Now find the weight of the lightest gear and subtract it from all 13 gears. This gives us a set of 13 gears that still fulfill the conditions of the problem (though one or more of them now has zero weight). But now we know that each gear has an even weight: If all had originally been even, then we’ve subtracted an even number to produce an even number. And if all were originally odd, then we’ve subtracted odd from odd to produce even.
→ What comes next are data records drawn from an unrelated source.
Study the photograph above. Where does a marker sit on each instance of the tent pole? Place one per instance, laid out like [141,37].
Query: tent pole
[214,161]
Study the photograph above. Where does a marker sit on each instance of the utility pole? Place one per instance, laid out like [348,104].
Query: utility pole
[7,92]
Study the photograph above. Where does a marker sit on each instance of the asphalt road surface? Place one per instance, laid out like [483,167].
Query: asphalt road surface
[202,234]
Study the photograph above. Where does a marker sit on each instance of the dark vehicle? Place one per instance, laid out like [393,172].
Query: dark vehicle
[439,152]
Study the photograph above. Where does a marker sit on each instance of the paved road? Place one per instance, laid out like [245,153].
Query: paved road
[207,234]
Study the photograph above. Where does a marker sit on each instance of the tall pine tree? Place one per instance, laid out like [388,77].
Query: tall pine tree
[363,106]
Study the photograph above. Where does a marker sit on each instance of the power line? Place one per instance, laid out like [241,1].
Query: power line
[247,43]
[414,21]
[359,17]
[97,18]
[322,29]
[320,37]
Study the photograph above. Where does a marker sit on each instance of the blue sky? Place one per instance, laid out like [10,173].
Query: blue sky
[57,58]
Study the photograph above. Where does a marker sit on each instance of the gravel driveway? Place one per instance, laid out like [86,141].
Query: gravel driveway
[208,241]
Now, since each gear has even weight, we can divide the weight of each gear by 2 to obtain another set of 13 gears that still fulfills the conditions of the problem. If all the original gears had the same weight, we can continue to divide by 2 repeatedly without a problem: With each division, we produce a new set that satisfies the conditions, and every gear’s weight will have the same parity, even or odd. But if the original group of gears contained gears of differing weights, then repeated division by 2 will eventually produce a situation in which some weights are even and some odd. No such set can satisfy the original conditions of the problem. So all the original gears must have had the same weight.